Kentleşme, istihdam ve üretimin tarımsal ve kırsal faaliyetlerden uzaklaşıp, endüstri ve hizmet sektörüne dönüşme sürecidir.
Kent nedir?
Kent, kırsal alandan farklı olarak, üretim ve istihdamın tarım ve hayvancılığa dayanmadığı; toplumsal ilişkiler, kültürel alanlar ve nüfus yoğunluğunun yüksek olduğu mekanlar olarak tanımlanabilir.
Gecekondulaşma nedir?
Kente yoğun göç sonrasında kentin çeperlerinde enformel olarak başlayan yapılaşma süreci gecekondulaşma olarak tanımlanır.
Kentsel yoksulluk nedir?
Kentsel yoksulluk; gelir yetersizliği dışında, düşük statüye sahip kentsel mekânlarda yaşama, dışlanma ve marjinalleşme, barınma, sağlık, eğitim, adalet, istihdam vb. olanaklara erişimde
dezavantajlı konumda olma durumuyla tanımlanmaktadır.
Lee, teorisinde göçün belirleyicisi olarak hangi nedenlere odaklanmaktadır?

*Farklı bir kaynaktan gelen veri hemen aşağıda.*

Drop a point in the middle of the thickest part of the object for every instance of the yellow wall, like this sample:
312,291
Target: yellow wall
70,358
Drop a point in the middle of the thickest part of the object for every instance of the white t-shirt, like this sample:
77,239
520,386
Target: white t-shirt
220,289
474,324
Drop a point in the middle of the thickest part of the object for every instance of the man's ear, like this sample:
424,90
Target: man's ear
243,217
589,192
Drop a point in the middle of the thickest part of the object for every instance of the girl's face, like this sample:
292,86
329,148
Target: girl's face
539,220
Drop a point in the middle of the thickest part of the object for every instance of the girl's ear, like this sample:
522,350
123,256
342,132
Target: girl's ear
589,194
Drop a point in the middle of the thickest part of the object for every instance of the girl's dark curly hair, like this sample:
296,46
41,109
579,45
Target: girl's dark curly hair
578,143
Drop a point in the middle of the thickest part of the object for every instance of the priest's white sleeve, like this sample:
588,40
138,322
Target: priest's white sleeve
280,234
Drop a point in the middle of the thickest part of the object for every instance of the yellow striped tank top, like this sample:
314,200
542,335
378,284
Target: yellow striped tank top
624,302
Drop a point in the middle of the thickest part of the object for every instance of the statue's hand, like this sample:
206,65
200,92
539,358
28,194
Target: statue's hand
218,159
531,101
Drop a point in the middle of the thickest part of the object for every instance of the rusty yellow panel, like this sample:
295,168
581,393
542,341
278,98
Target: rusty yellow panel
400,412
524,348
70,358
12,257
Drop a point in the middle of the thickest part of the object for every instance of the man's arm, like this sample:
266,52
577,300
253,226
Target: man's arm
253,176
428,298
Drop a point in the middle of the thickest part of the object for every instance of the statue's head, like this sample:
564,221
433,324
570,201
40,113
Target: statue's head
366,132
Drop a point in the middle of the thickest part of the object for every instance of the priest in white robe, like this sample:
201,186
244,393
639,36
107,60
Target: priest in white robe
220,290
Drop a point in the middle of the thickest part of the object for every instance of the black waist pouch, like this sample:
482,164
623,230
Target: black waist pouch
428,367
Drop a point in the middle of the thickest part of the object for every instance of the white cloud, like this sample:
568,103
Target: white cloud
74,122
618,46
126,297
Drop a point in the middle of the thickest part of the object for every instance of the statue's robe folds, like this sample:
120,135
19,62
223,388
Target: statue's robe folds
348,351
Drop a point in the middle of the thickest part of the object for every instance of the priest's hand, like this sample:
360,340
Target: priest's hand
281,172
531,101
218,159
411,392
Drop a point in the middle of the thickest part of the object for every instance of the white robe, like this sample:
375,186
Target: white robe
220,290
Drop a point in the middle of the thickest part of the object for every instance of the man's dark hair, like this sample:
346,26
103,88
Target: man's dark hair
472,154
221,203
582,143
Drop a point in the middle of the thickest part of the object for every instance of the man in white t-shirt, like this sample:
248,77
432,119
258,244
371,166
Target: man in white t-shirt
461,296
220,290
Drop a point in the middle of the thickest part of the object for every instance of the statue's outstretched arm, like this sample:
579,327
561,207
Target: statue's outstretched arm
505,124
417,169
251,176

Lee, teorisinde göçün belirleyicisi olarak kişisel (mikro) ve kişisel olmayan (makro)
nedenlere odaklanır.
Mülteci nedir?
Mültecilerin Hukuki Statüsüne İlişkin Sözleşme’nin 1A (2) maddesinde yapılan 1967 yılındaki değişiklik ile mülteci ırkı, dini, tabiiyeti, belirli bir sosyal gruba mensubiyeti ve siyasi görüşleri yüzünden haklı bir zulüm korkusu nedeniyle vatandaşı olduğu ülkenin dışında bulunan ve söz konusu korku yüzünden, ilgili ülkenin korumasından yararlanmak istemeyen kişi olarak tanımlanmıştır.